CallumMcDougall Sep 26, 2023, 7:54 PM
13 points
0
in reply to: Bird Concept’s comment on: ARENA 2.0 - Impact Report
Upvoted overall karma, because I think this is a valuable point to bring up and we could have done a better job discussing it in this post.
To be clear, contribution to capabilities research is a very important consideration for us, and apologies if we didn’t address this comprehensively here. A few notes to this effect:
- We selected strongly on prior alignment familiarity (particularly during the screening & interview process), and advertised it in locations we expected to mainly attract people who had prior alignment familiarity
- We encouraged interaction with the alignment researchers who were using the space while the program was running (e.g. SERI MATS scholars & other independent researchers), and often had joint talks and discussion groups
- As mentioned in this writeup, many of the participants (nearly a majority) are still working on some form of their capstone projects. Additionally, every participant chose their project to be alignment-related in some way (although this isn’t something we made strictly compulsory)
- Participants uniformly responded on the survey that they considered themselves very likely to pursue a career in technical AI safety (median probability on this was over 70%), although this kind of data isn’t necessarily reflective
- Subjectively, we had the opportunity to get to know each participant during the program, discussing their future plans and their perspectives on alignment. There’s definitely a non-zero risk that people who are upskilled in this kind of way won’t go on to do safety research, but we feel pretty confident that we (1) found people for whom this was already low-probability, (2) minimized this probability to the best of our ability

CallumMcDougall Sep 7, 2023, 9:25 AM
2 points
0
in reply to: shen yue’s comment on: Induction heads—illustrated
Hi, sorry for the late response! The layer 0 attention head should have query at position 1, and value at position 0 (same as key). Which diagram are you referring to?

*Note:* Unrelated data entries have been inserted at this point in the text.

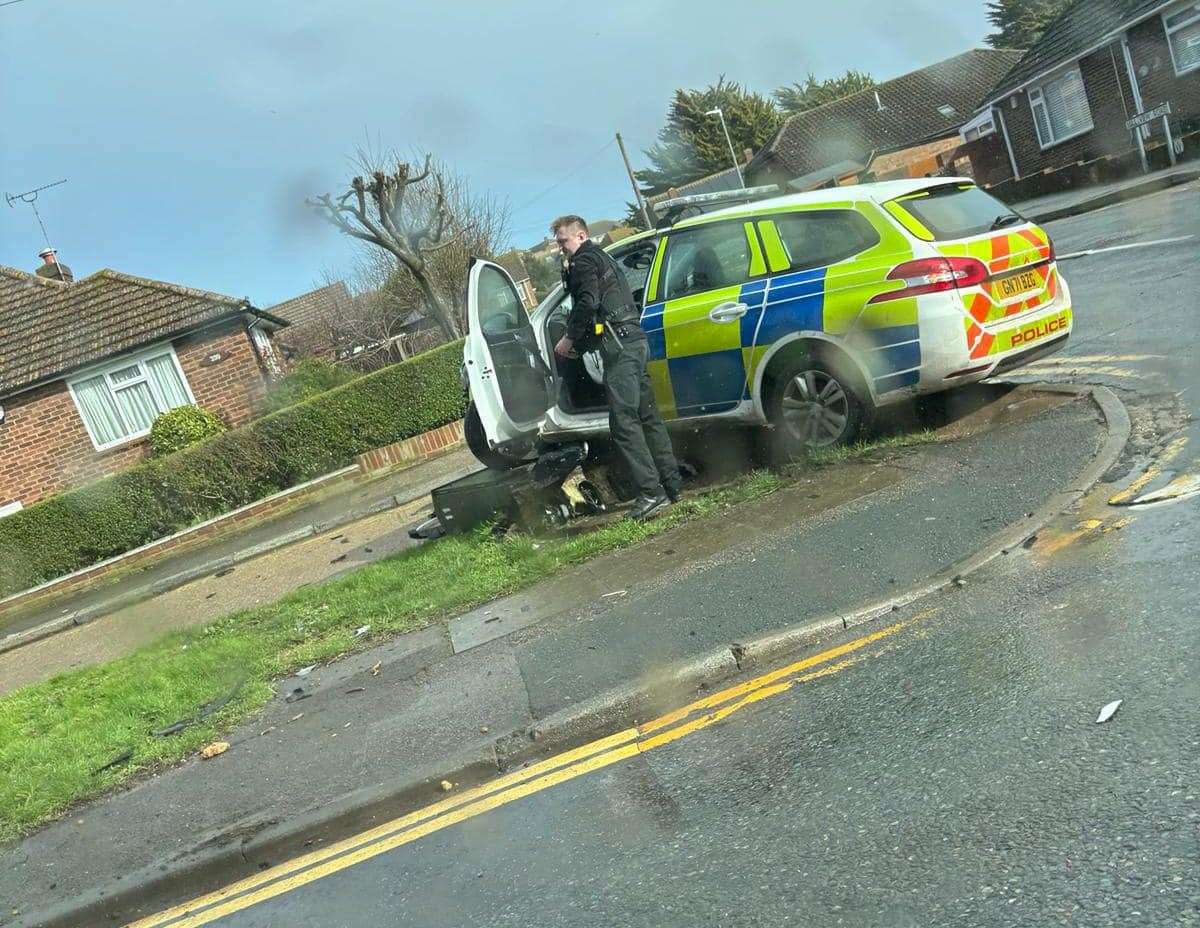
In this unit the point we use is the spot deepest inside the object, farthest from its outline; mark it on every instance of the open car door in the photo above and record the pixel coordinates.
(510, 383)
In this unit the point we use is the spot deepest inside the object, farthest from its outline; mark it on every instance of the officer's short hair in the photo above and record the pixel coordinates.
(568, 221)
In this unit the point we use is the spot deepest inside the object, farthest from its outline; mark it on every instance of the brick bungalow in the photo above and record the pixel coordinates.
(85, 366)
(1063, 107)
(905, 127)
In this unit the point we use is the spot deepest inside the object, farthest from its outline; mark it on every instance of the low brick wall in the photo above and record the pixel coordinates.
(411, 449)
(373, 462)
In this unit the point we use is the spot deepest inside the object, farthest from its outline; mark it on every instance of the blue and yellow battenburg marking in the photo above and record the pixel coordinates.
(701, 367)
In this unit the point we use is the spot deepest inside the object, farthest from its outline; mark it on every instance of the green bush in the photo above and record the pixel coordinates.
(161, 496)
(307, 378)
(181, 427)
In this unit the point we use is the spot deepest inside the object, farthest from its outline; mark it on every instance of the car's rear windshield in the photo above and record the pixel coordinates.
(959, 211)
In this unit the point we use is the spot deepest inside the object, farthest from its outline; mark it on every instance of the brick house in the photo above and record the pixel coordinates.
(905, 127)
(85, 366)
(1063, 107)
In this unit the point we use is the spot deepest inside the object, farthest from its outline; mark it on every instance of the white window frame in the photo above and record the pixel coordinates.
(982, 131)
(1170, 30)
(1041, 102)
(107, 369)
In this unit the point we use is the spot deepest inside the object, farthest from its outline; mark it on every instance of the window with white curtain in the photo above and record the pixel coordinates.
(1182, 25)
(120, 401)
(1060, 108)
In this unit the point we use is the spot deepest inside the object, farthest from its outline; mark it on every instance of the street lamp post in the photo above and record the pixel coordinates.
(729, 141)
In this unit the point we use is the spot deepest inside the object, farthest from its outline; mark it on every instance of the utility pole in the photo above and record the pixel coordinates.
(729, 141)
(633, 180)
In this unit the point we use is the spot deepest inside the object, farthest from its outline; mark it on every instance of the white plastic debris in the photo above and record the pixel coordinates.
(1109, 711)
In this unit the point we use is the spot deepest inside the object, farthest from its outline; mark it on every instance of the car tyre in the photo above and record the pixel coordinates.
(477, 441)
(811, 406)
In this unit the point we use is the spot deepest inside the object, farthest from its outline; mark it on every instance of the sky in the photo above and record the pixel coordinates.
(190, 132)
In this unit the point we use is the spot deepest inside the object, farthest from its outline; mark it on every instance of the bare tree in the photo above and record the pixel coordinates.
(420, 228)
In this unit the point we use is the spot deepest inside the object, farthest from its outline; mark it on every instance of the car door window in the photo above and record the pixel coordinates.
(823, 237)
(707, 258)
(635, 264)
(499, 305)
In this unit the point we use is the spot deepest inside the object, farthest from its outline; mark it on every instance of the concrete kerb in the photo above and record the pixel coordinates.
(246, 848)
(1119, 196)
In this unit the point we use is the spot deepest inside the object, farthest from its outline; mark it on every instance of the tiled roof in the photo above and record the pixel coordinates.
(1078, 29)
(316, 306)
(917, 107)
(49, 328)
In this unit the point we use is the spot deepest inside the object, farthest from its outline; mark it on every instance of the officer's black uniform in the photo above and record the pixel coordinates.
(600, 294)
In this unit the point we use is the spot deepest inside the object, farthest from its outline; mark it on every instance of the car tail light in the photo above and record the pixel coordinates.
(934, 275)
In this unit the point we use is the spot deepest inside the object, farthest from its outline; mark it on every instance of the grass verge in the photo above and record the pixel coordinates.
(58, 736)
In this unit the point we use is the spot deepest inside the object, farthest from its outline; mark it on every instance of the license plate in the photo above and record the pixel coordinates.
(1014, 283)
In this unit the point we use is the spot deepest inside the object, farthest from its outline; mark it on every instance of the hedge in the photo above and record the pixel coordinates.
(161, 496)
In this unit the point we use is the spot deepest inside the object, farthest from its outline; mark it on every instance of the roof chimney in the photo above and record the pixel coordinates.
(52, 269)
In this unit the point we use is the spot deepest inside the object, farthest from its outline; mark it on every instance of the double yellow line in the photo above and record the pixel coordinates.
(293, 874)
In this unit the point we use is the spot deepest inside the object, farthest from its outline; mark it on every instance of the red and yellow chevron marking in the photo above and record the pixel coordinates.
(984, 343)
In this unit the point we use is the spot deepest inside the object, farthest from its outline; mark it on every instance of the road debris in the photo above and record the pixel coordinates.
(210, 750)
(202, 713)
(123, 758)
(1109, 711)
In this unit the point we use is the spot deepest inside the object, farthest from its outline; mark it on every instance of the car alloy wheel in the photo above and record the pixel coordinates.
(815, 408)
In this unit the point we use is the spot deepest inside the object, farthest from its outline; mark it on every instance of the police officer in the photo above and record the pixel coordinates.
(601, 299)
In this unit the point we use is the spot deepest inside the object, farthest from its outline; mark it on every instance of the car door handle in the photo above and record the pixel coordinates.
(727, 311)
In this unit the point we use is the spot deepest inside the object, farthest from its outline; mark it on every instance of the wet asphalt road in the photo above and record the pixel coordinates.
(955, 774)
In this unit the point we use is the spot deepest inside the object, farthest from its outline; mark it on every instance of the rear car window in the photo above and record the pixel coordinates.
(958, 213)
(707, 259)
(820, 238)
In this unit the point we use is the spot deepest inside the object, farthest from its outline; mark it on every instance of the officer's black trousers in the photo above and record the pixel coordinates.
(634, 419)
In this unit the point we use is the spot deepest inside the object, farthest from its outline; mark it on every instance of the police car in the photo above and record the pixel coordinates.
(803, 312)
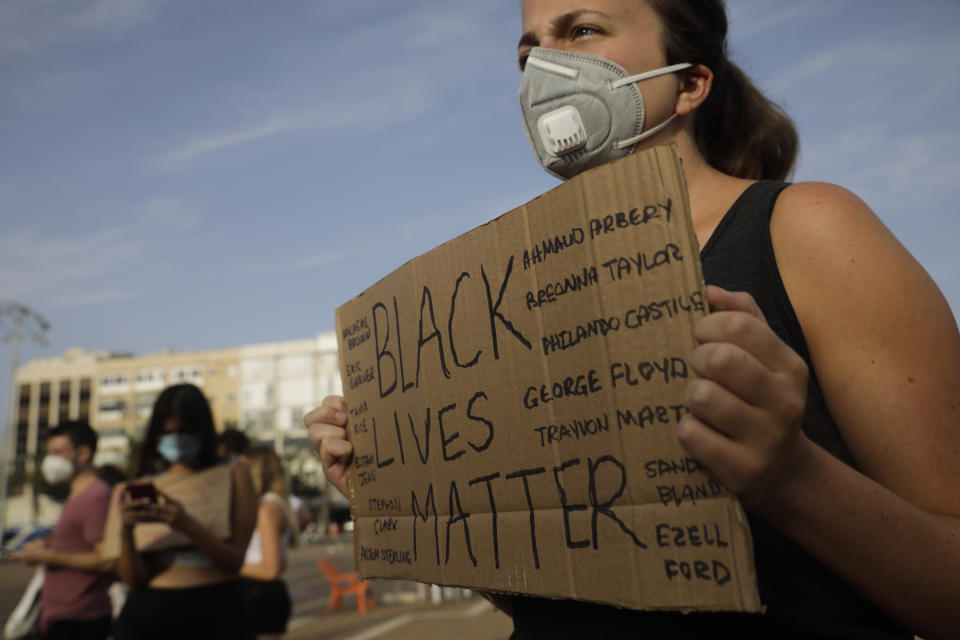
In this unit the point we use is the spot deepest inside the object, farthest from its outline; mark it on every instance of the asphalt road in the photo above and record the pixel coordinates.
(402, 610)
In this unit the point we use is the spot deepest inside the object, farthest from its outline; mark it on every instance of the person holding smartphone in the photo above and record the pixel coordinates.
(192, 591)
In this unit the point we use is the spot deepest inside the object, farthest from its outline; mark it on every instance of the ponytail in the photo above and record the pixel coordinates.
(737, 129)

CallumMcDougall Aug 18, 2023, 2:42 PM
20 points
1
on: Against Almost Every Theory of Impact of Interpretability
(context: I ran the most recent iteration of ARENA, and after this I joined Neel Nanda’s mech interp stream in SERI MATS)
Registering a strong pushback to the comment on ARENA. The primary purpose of capstone projects isn’t to turn people into AI safety technical researchers or to produce impressive capstones, it’s to give people engineering skills & experience working on group projects. The initial idea was not to even push for things that were safety-specific (much like Redwood’s recommendations—all of the suggested MLAB2 capstones were either mech interp or non-safety, iirc). The reason many people gravitated towards mech interp is that they spent a lot of time around researchers and people who were doing interesting work in mech interp, and it seemed like a good fit for both getting a feel for AI safety technical research and for general skilling up in engineering.
Additionally, I want to mention that participant responses to the question “how have your views on AI safety changed?” included both positive and negative updates on mech interp, but much more uniformly showed positive updates on AI safety technical research as a whole. Evidence like this updates me away from the hypothesis that mech interp is pulling safety researchers from other disciplines. To give a more personal example, I had done alignment research before being exposed to mech interp, but none of it made much of an impression on me. I didn’t choose mech interp instead of other technical safety research, I chose it instead of a finance career.
This being said, there is an argument that ARENA (at least the most recent iteration) had too much of a focus on mech interp, and this is something we may try to rectify in future iterations.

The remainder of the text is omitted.